Field producer Tyler Hall says it wasn’t easy to find a straight man. “That was pretty difficult,” he says of his search for a willing super PAC donor. “A lot of them said no. I would say two or three dozen.”
His motivation for saying yes was “not ideological at all,” says Immergut. “I thought it would be interesting and fun.”
Even so, Immergut says he’d like to see “some sort of rationalization” of the campaign finance system that would limit the amount of money going into campaigns.
Immergut got a first-person look at the inefficiencies in the system when earlier this year, he took time off his work advising Marker LLC, a New York- and Tel Aviv-based venture capital company, and Wendel, a Paris-based private equity firm, to go door-knocking in New Hampshire and South Carolina. He says voters gave him an earful about the ads, the robocalls and the mailers.
“They’re resentful of it and don’t react well,” says Immergut, adding that “more than a couple” told him they deliberately sabotage robocall polls by lying about their positions on issues.
Immergut is not swearing off super PACs. He says if necessary, he intends to use them to support the Senate candidates he’s backing this year, Republicans Kelly Ayotte of New Hampshire and Rob Portman of Ohio (Immergut hasn’t decided whether to work for GOP nominee-apparent Donald Trump, though he says, “I know Donald well.”). But he bemoans a system in which it can cost $100 million to run for Senate.

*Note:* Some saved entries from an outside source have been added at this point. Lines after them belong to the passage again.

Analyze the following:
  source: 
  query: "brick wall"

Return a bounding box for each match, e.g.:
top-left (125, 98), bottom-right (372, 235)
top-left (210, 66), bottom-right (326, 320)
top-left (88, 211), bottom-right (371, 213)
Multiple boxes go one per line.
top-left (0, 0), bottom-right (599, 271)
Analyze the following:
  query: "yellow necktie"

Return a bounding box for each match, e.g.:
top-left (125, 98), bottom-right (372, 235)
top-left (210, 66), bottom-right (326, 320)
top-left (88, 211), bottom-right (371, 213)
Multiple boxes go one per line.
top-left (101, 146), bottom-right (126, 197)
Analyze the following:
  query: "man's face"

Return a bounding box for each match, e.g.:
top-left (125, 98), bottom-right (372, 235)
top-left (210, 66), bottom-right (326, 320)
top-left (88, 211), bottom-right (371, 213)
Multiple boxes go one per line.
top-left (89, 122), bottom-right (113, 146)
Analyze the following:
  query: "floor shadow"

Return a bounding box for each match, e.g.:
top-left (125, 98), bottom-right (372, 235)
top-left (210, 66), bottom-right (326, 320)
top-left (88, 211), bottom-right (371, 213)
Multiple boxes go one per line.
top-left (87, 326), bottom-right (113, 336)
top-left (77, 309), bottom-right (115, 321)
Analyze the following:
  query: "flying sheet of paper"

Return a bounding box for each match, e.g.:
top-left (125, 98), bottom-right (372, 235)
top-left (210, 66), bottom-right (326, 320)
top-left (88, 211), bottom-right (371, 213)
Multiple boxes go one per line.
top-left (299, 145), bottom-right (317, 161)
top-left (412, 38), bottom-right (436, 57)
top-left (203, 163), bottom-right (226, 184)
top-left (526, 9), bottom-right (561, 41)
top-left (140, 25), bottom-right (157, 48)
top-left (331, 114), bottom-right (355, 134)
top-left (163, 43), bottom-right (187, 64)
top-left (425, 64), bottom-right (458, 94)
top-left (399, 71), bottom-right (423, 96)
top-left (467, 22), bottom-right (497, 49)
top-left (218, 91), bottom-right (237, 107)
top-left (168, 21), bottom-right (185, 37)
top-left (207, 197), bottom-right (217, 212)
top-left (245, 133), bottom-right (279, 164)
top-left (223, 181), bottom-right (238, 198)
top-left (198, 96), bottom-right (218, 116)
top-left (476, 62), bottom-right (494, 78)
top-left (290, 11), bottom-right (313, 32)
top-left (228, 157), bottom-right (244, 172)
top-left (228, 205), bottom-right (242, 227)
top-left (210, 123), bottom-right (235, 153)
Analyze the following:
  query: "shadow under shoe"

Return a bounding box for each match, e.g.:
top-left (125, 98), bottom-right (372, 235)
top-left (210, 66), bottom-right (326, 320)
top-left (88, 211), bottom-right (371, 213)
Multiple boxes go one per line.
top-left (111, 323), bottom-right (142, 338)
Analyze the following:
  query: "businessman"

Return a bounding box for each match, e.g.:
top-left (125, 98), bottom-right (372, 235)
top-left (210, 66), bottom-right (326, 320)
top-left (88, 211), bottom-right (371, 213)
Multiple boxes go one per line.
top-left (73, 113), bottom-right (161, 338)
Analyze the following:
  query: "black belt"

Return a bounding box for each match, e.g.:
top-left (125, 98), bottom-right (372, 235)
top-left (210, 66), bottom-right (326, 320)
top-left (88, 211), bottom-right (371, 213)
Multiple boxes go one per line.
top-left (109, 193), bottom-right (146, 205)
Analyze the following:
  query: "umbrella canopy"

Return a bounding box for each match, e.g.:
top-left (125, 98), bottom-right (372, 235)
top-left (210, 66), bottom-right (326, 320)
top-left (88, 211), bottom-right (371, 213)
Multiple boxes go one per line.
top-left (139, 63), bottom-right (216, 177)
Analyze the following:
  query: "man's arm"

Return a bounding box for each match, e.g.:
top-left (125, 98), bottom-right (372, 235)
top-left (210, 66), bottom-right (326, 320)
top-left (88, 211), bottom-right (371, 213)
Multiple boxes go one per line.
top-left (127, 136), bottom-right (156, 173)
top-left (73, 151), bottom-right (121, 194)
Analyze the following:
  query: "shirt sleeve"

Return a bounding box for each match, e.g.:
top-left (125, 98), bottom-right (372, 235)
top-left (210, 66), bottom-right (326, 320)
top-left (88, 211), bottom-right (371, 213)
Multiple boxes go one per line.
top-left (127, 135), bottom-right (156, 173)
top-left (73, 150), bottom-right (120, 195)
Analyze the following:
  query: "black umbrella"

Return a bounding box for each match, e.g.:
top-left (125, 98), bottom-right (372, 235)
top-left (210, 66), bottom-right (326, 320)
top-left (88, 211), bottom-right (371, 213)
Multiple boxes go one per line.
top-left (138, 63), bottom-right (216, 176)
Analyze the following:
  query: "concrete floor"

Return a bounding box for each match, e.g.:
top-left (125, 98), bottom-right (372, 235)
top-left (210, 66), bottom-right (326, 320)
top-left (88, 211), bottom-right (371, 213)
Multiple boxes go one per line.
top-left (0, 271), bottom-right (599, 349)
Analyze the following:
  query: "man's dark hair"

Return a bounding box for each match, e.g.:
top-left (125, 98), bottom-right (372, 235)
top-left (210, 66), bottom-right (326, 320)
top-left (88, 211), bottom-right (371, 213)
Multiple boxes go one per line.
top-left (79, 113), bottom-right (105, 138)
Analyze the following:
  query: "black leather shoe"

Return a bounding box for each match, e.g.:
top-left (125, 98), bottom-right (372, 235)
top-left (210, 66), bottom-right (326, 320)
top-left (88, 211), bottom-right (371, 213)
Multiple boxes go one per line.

“My preference would be that there be some sort of campaign finance reform,” he says. And he thinks his views are shared by many other people who routinely get tapped for the six- and even seven-figure donations now allowed by the Supreme Court: “I think that many people in the New York donor community, which is the one I know best, would be strong supporters.”
Immergut got his start as a political donor and fundraiser during Rudy Giuliani’s failed 2008 presidential campaign. He gave $50,000 to Mitt Romney’s unsuccessful 2012 campaign and $30,800 to the Republican National Committee. Over the years, he’s also made a number of smaller donations, mostly to Republicans, but also to some Democratic senators, including New York’s Chuck Schumer, Rhode Island’s Sheldon Whitehouse and Florida’s Bill Nelson.
Despite the fact that all three presidential candidates he backed lost, Immergut says he has no regrets about his role as a donor or fundraiser. On the contrary; he speaks about the experience with the zeal of a civic evangelist.
“It made me part of the election process,” he says. “I got to do really interesting things. I learned enormously. I met incredibly interesting people from all over the country. And I had fun.”
Maybe, if Immergut gets the campaign finance reform he wants, people with less well-padded bank accounts will get to have the same experience.